Alan Jones, chief executive, declares hopefully that "most of the things that could have fallen out of the sky at us have fallen". He might have added that other old chestnut that it is always darkest just before the dawn. Don't count on it. With the historic yield at nearly 20 per cent, the shares are already discounting another hefty dividend cut.
Shareholders have waited long enough. Mr Jones has had the benefit of the doubt up until now, largely because of the high reputation he acquired for his handling of the Westland crisis. It is now apparent that investors should have acted long ago.
Only Mr Jones's ego seems to stand between them and their obvious ... I was going to say salvation, but that's not really the word after such a dramatic and prolonged loss of value. If he's not prepared to perform the necessary breakup, demerger and consolidations, then he should move over and let someone else have a go.
Give and take
BMW'S CHAIRMAN, Bernd Pischetstrieder, must bitterly regret his pounds 800m acquisition of the Rover Group. More than pounds 2bn worth of further investment later, and he's yet to turn a profit. But if he does, he won't admit to it.
Still, what's happened has happened, as they say in Germany, and he's now playing what looks to be a quite clever game in attempting to persuade the Government to cough up pounds 100m of launch aid for the new Mini on the one hand, and beating the unions into submission on the other. Mr Pischetstrieder used to blame the strong pound for lack of profitability at Longbridge. Now he blames lack of productivity. This suits the Government just fine, since for once it is not economic policy that is being blamed for a threatened plant closure, but rampant inefficiency.

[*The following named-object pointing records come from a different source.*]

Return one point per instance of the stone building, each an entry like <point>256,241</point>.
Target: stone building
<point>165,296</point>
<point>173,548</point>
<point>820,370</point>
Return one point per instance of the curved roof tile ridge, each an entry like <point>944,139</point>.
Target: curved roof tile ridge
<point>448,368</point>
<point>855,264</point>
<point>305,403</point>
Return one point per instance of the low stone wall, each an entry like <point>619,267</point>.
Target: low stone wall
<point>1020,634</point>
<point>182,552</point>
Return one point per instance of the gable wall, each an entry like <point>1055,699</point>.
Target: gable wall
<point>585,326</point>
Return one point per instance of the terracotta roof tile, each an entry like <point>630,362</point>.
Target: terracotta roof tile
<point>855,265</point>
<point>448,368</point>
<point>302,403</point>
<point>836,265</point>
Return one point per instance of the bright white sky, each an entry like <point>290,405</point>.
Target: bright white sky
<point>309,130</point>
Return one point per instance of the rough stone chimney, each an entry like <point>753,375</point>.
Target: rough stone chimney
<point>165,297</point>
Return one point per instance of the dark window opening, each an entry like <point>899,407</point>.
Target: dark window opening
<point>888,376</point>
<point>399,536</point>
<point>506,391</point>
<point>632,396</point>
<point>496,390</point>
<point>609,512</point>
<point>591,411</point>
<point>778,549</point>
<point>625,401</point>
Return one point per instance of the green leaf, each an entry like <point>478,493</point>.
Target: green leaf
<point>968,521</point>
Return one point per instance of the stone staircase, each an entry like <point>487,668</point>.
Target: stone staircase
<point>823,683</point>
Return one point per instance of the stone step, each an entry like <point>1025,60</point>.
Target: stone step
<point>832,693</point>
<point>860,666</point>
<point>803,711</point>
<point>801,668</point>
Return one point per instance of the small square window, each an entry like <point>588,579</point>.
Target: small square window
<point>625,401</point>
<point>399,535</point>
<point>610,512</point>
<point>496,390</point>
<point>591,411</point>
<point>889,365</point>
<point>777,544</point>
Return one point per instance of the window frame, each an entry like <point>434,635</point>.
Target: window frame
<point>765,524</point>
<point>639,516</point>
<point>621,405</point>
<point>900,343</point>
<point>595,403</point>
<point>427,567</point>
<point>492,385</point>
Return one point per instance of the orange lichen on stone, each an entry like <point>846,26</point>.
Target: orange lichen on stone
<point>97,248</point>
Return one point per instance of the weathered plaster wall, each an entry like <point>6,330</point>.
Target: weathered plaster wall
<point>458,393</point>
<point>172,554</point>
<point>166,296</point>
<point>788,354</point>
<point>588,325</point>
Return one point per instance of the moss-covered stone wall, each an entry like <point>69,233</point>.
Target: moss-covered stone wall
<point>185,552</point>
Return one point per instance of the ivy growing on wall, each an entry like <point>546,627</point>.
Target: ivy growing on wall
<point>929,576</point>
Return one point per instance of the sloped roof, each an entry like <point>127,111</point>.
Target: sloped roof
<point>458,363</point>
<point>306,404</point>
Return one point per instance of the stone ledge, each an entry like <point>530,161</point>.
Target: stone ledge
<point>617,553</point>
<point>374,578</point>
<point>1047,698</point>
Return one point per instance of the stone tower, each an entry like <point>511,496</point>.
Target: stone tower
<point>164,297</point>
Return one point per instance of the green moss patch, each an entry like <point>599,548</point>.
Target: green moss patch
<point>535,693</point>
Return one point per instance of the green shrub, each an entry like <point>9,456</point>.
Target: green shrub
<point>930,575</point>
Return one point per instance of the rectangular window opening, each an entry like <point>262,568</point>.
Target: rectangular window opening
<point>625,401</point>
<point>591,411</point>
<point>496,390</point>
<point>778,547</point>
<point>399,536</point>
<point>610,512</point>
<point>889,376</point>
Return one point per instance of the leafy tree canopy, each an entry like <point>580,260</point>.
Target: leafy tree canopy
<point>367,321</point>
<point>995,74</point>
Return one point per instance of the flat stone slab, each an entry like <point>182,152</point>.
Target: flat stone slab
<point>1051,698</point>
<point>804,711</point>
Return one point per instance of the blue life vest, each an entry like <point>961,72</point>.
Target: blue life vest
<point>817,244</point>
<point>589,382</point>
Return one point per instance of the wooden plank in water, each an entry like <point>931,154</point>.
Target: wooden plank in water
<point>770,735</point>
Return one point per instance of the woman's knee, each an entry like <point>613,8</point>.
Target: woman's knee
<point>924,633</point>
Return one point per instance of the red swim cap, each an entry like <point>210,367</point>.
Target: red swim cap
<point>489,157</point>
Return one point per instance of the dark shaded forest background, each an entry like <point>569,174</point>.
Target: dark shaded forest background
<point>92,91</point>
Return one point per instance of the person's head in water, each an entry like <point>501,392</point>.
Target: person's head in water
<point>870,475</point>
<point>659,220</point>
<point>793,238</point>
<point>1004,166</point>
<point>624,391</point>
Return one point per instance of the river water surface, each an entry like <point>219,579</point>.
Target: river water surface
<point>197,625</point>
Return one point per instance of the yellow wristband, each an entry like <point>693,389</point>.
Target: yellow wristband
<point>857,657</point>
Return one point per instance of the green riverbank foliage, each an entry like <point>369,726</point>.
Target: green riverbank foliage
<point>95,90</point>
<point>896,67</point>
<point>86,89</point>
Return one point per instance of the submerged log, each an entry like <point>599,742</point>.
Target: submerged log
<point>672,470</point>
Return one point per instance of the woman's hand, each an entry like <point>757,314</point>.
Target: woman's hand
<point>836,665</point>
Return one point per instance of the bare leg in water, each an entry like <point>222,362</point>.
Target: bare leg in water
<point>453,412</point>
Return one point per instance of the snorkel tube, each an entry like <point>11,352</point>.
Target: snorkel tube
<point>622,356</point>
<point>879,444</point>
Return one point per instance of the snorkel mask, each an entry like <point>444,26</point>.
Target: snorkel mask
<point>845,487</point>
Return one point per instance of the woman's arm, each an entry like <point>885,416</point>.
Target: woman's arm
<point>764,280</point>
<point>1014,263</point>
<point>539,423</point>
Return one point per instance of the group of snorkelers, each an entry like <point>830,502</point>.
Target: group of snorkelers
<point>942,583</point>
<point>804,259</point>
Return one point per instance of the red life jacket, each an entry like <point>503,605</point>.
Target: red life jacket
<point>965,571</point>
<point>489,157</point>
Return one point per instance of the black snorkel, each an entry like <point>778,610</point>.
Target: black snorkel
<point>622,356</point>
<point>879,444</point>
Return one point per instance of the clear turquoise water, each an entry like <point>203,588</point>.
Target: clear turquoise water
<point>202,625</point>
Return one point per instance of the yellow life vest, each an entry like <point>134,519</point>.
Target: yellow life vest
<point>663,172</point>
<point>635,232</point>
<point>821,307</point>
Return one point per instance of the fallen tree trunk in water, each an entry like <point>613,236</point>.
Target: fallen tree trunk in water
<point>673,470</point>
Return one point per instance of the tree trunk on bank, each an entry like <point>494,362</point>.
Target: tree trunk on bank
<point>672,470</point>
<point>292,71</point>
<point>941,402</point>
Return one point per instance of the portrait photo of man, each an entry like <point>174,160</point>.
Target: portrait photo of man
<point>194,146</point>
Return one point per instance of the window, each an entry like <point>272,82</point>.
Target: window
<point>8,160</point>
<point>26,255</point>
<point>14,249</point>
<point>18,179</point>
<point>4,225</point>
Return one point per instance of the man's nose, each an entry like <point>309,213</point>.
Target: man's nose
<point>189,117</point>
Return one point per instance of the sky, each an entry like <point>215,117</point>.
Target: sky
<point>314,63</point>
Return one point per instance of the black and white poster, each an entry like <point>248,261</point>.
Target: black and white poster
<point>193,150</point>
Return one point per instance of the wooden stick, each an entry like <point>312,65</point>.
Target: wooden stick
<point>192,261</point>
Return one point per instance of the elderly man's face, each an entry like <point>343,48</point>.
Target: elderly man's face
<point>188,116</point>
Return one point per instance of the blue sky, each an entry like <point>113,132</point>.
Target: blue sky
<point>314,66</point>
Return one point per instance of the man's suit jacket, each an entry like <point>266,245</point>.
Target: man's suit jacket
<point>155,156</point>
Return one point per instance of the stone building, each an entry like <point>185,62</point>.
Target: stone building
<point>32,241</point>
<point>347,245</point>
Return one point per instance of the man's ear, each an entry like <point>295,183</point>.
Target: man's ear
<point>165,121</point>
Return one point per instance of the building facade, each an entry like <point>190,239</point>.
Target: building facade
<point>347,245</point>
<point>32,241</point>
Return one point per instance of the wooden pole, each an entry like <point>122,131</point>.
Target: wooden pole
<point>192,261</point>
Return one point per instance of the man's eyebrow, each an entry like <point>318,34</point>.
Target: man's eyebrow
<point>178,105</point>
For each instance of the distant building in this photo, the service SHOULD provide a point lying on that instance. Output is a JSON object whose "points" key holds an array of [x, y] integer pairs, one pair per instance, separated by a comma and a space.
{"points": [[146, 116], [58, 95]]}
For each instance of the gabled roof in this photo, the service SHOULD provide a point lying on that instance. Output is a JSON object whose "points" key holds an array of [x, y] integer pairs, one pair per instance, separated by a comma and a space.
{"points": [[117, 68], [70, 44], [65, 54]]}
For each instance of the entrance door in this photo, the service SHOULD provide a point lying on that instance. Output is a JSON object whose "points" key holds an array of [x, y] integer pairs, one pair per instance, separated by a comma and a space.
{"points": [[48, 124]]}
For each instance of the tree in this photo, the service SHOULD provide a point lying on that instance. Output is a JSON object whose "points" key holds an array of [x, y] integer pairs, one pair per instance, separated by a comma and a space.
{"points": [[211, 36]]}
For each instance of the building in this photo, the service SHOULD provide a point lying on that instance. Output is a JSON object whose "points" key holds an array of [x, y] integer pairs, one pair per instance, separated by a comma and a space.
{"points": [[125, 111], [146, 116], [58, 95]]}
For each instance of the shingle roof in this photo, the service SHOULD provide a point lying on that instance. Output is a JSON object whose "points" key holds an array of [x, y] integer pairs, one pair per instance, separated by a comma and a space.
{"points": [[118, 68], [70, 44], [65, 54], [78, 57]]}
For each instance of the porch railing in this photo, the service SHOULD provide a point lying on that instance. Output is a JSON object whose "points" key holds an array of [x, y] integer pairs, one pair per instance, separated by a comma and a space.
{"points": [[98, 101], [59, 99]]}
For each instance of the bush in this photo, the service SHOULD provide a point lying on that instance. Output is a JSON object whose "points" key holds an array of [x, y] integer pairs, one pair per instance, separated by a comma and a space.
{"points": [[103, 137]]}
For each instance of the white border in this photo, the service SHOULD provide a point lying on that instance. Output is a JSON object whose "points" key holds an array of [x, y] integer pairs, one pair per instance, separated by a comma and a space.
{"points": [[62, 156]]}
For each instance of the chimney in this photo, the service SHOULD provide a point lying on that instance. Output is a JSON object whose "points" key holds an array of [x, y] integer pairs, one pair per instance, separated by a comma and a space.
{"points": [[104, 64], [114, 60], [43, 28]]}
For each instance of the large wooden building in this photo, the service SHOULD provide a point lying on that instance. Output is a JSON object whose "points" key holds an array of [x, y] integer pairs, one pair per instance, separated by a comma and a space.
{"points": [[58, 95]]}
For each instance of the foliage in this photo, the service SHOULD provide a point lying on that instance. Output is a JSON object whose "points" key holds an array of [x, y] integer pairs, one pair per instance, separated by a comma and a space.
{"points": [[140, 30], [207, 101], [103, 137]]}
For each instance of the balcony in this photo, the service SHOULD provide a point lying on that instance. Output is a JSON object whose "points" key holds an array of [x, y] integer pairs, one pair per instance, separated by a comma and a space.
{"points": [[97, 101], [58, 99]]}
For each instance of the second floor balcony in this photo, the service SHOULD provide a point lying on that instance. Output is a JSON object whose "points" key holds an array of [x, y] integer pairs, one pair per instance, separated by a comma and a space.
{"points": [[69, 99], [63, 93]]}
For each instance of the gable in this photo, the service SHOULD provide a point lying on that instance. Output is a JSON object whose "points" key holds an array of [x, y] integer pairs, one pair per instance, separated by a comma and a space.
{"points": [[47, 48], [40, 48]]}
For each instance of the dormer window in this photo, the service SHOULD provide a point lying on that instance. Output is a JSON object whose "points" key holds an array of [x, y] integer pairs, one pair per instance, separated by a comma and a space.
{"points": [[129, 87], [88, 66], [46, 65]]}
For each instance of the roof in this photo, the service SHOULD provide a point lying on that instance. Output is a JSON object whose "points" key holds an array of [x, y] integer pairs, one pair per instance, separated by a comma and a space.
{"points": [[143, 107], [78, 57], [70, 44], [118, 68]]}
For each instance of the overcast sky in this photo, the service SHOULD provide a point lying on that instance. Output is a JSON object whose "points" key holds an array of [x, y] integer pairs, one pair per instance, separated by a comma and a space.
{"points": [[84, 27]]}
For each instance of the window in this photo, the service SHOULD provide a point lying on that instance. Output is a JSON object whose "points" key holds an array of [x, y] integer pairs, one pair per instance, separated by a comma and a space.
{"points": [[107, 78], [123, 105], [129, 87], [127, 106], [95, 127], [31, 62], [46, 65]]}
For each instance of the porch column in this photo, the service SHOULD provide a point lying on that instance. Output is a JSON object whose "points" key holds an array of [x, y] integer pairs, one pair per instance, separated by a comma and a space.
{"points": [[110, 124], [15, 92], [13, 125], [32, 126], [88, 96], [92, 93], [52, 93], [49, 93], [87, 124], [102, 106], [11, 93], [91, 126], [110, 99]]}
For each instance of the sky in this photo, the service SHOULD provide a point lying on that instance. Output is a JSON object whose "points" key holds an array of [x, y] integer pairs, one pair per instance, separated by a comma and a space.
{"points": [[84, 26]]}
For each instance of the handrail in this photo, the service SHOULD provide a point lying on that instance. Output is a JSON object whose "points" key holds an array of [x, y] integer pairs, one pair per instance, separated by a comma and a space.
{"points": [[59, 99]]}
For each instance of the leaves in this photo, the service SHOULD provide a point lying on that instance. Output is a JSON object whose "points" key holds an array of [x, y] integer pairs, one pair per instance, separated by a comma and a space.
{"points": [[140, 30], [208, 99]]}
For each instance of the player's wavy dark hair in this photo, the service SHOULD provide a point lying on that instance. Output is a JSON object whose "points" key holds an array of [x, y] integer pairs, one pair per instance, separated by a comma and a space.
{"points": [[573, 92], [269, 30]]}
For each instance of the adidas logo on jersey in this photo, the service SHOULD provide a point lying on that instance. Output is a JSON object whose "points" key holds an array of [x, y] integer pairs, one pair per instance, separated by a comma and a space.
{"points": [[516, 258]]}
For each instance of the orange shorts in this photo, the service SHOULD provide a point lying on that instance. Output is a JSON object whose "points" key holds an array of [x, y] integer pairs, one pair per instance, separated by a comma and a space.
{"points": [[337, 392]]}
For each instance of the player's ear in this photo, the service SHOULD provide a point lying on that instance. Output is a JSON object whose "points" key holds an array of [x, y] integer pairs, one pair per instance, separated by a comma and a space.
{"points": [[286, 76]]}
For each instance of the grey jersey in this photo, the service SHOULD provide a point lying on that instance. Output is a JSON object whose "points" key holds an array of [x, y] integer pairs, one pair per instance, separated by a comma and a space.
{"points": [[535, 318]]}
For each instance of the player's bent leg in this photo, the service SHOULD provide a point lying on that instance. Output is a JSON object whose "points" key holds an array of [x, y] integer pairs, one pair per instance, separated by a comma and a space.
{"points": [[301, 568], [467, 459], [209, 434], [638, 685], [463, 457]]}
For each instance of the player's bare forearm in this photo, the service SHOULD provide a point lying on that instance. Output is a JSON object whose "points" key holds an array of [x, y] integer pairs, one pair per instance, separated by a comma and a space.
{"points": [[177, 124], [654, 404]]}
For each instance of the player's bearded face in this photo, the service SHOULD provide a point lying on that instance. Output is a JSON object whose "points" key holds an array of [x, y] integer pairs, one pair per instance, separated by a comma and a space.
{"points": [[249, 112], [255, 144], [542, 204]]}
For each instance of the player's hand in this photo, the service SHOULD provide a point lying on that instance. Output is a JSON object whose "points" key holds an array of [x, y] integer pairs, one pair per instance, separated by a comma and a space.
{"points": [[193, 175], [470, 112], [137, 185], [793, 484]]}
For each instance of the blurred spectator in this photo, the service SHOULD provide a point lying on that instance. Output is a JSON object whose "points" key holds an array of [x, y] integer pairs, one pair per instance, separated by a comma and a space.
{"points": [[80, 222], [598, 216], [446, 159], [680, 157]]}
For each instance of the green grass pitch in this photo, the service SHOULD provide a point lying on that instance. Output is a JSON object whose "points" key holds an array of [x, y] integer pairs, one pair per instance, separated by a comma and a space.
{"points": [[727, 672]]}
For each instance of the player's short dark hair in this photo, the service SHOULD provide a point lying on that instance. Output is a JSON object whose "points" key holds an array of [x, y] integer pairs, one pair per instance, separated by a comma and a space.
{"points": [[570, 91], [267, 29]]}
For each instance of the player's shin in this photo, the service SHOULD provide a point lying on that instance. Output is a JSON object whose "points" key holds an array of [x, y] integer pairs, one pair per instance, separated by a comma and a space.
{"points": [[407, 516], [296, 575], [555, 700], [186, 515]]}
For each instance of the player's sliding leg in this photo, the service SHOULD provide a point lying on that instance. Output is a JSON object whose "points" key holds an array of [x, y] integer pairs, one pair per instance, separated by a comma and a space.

Industrial aid is always a difficult issue, no more so than for Labour, desperate to vanquish its old image as an easy touch for lame duck causes. But the rest of Europe practises it with abandon, particularly in the motor trade. So, provided Longbridge delivers on its side of the bargain with root and branch reform of working practices, there seems no good reason to deny it. BMW has shown great commitment to Britain. We should expect to give something back in return.